In this most recent study, published Wednesday in the journal Cancer Epidemiology, Biomarkers & Prevention, the research team found that the risk of obesity in the granddaughters — who are now in their 20s and 30s — was two to three times greater than women whose grandmothers had little DDT in their blood during pregnancy. These granddaughters were also twice as likely to have much earlier menstrual periods — another indicator of increased health risks later in life.
This persistent, generational exposure is likely related
to the reproductive system, Cohn said. Since a female is born with all her eggs, a granddaughter is technically also exposed to DDT if her mother was exposed in the womb.
“Even though we banned that stuff more than 40 years ago, people now walking the Earth — the granddaughters of those who were pregnant — were exposed,” Cohn said.
She wonders if the increasing rates of childhood cancer, diabetes and other health problems affecting young people today are also somehow connected to these chemicals of the past. “It’s the full meaning of what a ‘forever chemical’ is — in some ways, that makes every chemical potentially ‘forever’ if it has the potential to do this.”
Bruce Blumberg, a professor of developmental and cell biology at UC Irvine, still remembers the trucks that
used to spray massive amounts of DDT in farms and neighborhoods.
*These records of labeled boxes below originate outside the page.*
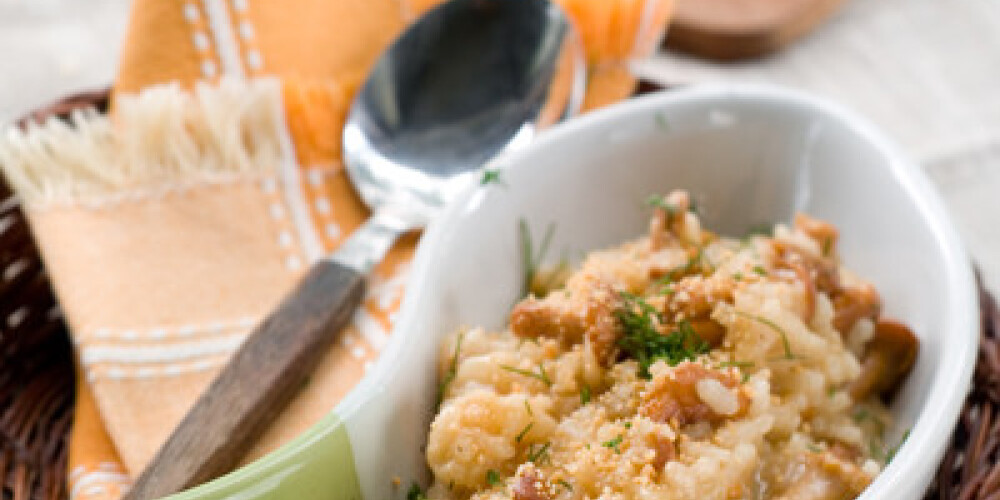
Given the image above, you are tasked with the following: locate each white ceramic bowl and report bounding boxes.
[168,87,978,500]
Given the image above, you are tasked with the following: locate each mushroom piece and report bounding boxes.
[849,319,919,401]
[832,284,882,336]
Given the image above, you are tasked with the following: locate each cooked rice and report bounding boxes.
[426,192,916,500]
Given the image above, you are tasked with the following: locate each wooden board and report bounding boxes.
[666,0,843,61]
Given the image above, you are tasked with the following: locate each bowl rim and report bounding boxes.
[380,83,979,500]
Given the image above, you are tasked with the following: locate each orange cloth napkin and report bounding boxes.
[0,0,671,499]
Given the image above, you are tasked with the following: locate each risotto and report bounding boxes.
[422,191,917,500]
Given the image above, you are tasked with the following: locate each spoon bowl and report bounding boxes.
[125,0,583,500]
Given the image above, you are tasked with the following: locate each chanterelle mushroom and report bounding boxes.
[850,319,919,401]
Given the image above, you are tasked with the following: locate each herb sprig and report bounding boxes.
[528,443,552,464]
[517,219,569,297]
[614,292,709,378]
[601,434,625,454]
[479,168,507,186]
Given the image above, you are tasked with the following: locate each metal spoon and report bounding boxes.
[126,0,584,499]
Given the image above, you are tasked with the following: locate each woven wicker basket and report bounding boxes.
[0,90,1000,500]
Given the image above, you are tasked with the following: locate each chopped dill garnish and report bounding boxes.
[735,311,795,359]
[514,422,535,443]
[486,469,503,486]
[885,429,910,464]
[517,219,565,297]
[601,434,625,454]
[479,168,507,186]
[528,443,552,463]
[437,332,465,406]
[615,292,709,378]
[500,363,552,387]
[406,483,427,500]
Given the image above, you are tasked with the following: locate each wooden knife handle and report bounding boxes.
[125,261,365,500]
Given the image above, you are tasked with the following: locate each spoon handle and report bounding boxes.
[125,260,365,500]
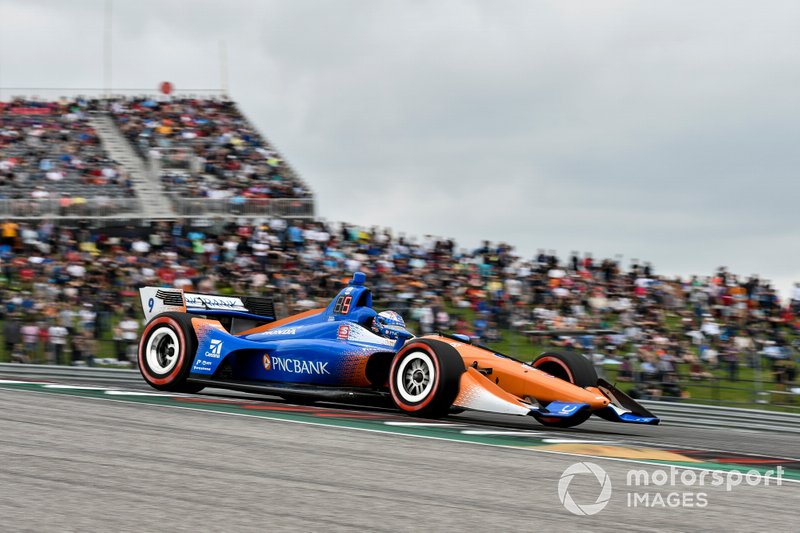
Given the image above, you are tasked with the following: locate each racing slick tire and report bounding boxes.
[532,352,597,428]
[389,339,466,418]
[137,313,203,393]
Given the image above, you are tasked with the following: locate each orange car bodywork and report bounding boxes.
[423,335,611,414]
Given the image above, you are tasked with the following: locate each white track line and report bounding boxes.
[106,390,175,398]
[461,429,543,437]
[384,422,463,428]
[44,383,108,390]
[5,389,800,484]
[542,439,622,444]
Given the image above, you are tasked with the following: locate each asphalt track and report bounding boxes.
[0,376,800,531]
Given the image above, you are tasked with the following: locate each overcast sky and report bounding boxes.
[0,0,800,296]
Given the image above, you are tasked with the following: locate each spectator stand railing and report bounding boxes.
[0,197,141,220]
[170,194,315,219]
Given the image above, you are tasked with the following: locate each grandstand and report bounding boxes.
[0,92,800,404]
[0,97,314,222]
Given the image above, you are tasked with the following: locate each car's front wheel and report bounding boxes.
[137,313,203,392]
[389,339,465,418]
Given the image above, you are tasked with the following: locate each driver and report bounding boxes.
[370,311,409,339]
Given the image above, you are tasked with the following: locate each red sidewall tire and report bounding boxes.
[138,314,188,389]
[389,342,442,413]
[389,338,466,418]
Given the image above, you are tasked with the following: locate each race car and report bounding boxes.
[138,272,659,427]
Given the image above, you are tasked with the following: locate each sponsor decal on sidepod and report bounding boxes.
[261,354,330,375]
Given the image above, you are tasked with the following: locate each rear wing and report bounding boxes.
[139,287,275,322]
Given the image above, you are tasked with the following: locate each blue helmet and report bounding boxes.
[372,311,406,339]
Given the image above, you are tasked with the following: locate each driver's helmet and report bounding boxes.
[372,311,406,339]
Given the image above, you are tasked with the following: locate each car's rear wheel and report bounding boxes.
[389,339,465,418]
[532,352,597,428]
[137,313,203,393]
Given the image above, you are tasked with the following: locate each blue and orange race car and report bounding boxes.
[138,272,659,427]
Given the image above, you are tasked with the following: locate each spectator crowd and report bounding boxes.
[0,99,134,210]
[110,98,311,199]
[0,218,800,395]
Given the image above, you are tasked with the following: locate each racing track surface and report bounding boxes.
[0,381,800,531]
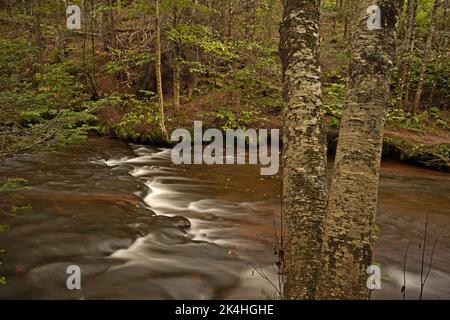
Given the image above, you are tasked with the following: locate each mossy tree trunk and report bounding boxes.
[280,0,327,299]
[317,0,399,299]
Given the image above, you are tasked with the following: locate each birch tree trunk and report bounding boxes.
[155,0,168,140]
[397,0,418,108]
[412,0,442,113]
[280,0,327,299]
[317,0,398,299]
[101,0,116,51]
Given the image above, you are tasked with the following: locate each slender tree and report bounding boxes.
[280,0,327,299]
[412,0,442,112]
[155,0,167,140]
[317,0,399,299]
[397,0,418,108]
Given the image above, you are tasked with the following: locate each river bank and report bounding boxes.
[0,137,450,299]
[97,98,450,172]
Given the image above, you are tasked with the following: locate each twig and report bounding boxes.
[402,240,411,300]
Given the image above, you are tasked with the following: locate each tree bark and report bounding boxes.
[397,0,418,108]
[317,0,398,299]
[280,0,327,299]
[101,0,116,51]
[33,0,43,62]
[155,0,168,140]
[412,0,441,113]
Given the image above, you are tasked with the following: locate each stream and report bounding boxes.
[0,138,450,299]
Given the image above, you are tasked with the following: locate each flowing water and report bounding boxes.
[0,138,450,299]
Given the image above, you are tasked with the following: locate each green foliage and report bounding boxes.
[0,39,97,158]
[198,109,265,130]
[323,83,346,127]
[85,90,161,143]
[386,107,449,130]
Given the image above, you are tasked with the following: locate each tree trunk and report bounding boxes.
[102,0,116,51]
[428,0,449,108]
[33,0,43,62]
[412,0,441,112]
[155,0,168,140]
[173,56,181,110]
[280,0,327,299]
[317,0,398,299]
[397,0,418,108]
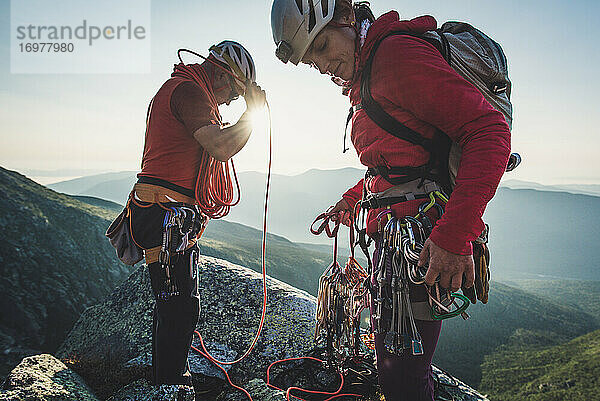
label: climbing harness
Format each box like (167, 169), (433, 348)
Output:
(311, 209), (369, 369)
(266, 211), (377, 401)
(166, 45), (273, 401)
(173, 49), (249, 219)
(157, 205), (208, 301)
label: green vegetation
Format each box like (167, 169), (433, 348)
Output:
(0, 169), (600, 400)
(480, 330), (600, 401)
(506, 280), (600, 325)
(434, 282), (600, 388)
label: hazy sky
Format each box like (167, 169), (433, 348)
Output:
(0, 0), (600, 184)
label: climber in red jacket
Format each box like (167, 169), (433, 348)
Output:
(271, 0), (510, 401)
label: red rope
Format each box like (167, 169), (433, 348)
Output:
(171, 63), (240, 219)
(266, 356), (362, 401)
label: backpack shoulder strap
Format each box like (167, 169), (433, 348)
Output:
(360, 31), (450, 154)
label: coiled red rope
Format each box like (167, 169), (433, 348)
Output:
(171, 59), (240, 219)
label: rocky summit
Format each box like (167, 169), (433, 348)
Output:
(0, 257), (486, 401)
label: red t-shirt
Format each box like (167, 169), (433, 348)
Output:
(343, 11), (510, 255)
(138, 64), (220, 191)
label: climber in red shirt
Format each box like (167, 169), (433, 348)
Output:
(127, 41), (266, 401)
(271, 0), (510, 401)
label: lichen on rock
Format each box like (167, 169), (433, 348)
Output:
(0, 354), (99, 401)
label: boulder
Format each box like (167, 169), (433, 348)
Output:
(0, 354), (99, 401)
(58, 256), (486, 401)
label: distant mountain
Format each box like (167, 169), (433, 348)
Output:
(48, 171), (137, 205)
(0, 168), (129, 375)
(45, 168), (600, 280)
(480, 330), (600, 401)
(0, 168), (352, 381)
(0, 166), (598, 396)
(501, 179), (600, 196)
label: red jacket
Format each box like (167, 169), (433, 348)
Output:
(343, 11), (510, 255)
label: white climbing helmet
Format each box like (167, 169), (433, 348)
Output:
(271, 0), (335, 65)
(209, 40), (256, 82)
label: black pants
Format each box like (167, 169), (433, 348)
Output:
(132, 204), (200, 385)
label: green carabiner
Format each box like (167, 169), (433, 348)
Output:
(431, 292), (470, 320)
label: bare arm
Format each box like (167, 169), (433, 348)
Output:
(193, 83), (266, 162)
(194, 110), (252, 162)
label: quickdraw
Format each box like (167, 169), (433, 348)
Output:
(157, 205), (208, 301)
(311, 213), (370, 371)
(373, 191), (469, 355)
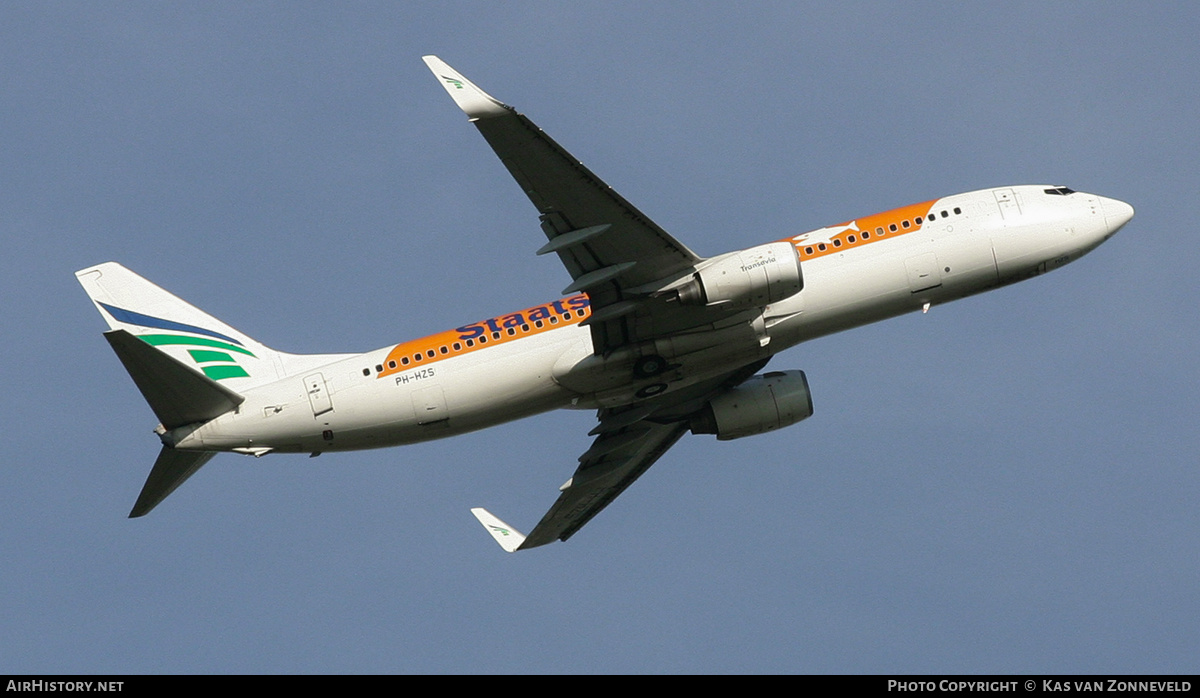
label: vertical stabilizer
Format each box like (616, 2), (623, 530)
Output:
(76, 261), (284, 392)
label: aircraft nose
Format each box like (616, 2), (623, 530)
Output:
(1098, 197), (1133, 236)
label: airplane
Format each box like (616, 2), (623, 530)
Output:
(76, 55), (1134, 553)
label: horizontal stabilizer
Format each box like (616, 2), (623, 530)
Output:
(470, 506), (524, 553)
(104, 330), (246, 431)
(130, 446), (216, 518)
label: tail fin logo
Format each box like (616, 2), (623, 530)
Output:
(97, 301), (257, 380)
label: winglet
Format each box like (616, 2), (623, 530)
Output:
(470, 506), (524, 553)
(424, 55), (512, 121)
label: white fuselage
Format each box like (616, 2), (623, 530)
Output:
(163, 186), (1133, 455)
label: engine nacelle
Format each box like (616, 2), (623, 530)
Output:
(690, 371), (812, 441)
(678, 242), (804, 307)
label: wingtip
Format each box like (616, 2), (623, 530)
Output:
(470, 506), (524, 553)
(421, 54), (511, 120)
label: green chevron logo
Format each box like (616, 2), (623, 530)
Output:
(138, 335), (257, 380)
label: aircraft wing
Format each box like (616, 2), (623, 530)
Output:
(425, 55), (730, 354)
(472, 360), (767, 553)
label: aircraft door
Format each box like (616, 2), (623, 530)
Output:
(992, 188), (1021, 221)
(904, 252), (942, 293)
(304, 373), (334, 417)
(413, 385), (450, 425)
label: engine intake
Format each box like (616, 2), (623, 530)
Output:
(678, 242), (804, 307)
(690, 371), (812, 441)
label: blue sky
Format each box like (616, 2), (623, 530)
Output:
(0, 2), (1200, 674)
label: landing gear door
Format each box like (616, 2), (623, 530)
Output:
(304, 373), (334, 417)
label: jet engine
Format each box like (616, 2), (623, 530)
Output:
(677, 242), (804, 307)
(690, 371), (812, 441)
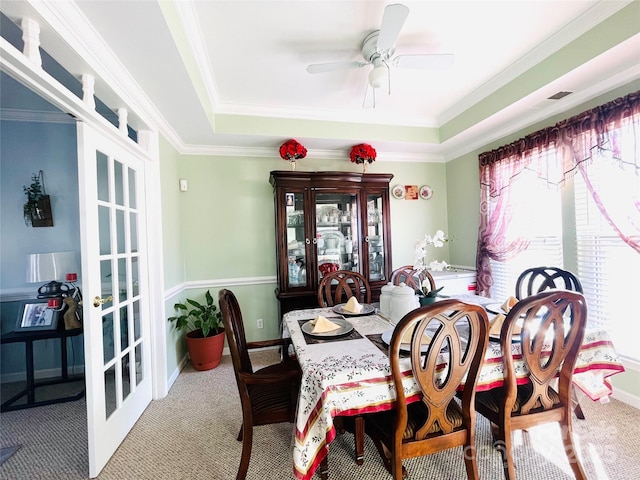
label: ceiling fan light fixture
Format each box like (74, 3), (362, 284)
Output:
(369, 65), (387, 88)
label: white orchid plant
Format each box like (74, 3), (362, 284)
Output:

At the supermarket where he worked as a kid, foggers would be brought inside at the end of each day.
“The whole market would be full of a fog of DDT,” said Blumberg, who also teaches pharmaceutical sciences. “The industry would want you to believe that chemicals have no effect, because the doses are too low and there’s just no effects and it’s all crazy alarmists.”
Blumberg now specializes in studying how chemicals in the environment can affect our genes and predispose people to obesity, which affects about 42% of Americans today. He conducts lab experiments on mice to answer the many questions that scientists have been unable to test on humans.
That’s why the multigenerational Bay Area study, which he’s not affiliated with, is so important, he said. It provides muchneeded human observational data that are incredibly hard to come by — perhaps even harder to maintain.
“If we’re lucky, that cohort [of Bay Area women] will continue through four, five, six generations,” he said, “and we’ll really learn something about the effects of what happened in the past on the future.”
Akilah Shahid said she was shocked, yet fascinated, to learn that she was in the third generation of a major study on how chemicals in the environment could be affecting women.
A biology major at Mills College, Shahid said it all clicked for her for when she dug into the research. Her family has been no stranger to health problems. Her grandmother alone has fought cancer three times.
“I feel like, for a while, cancer just came out of nowhere,” she said. “You don’t know who’s going to get it, and now we have a reason why.”
Shahid, now 30, exercises a lot. She tries to eat well. It empowers her to know that her weight isn’t completely her fault — and that there’s only so much within her control.
DDT isn’t allowed anymore, but she can’t help but wonder about all the other chemicals still prevalent today: bisphenol A, or BPA; per- and polyfluoroalkyl substances, or PFAS; and other manufactured compounds that don’t seem to ever go away. She avoids plastic water bottles and tries to be mindful of how her choices and actions right now could expose her future grandchildren to some unknown disease.
“How many times have we talked about climate change and things that we need to do better for our children and grandchildren? This is more proof that, hello, what we do today is going to affect people way forward,” she said.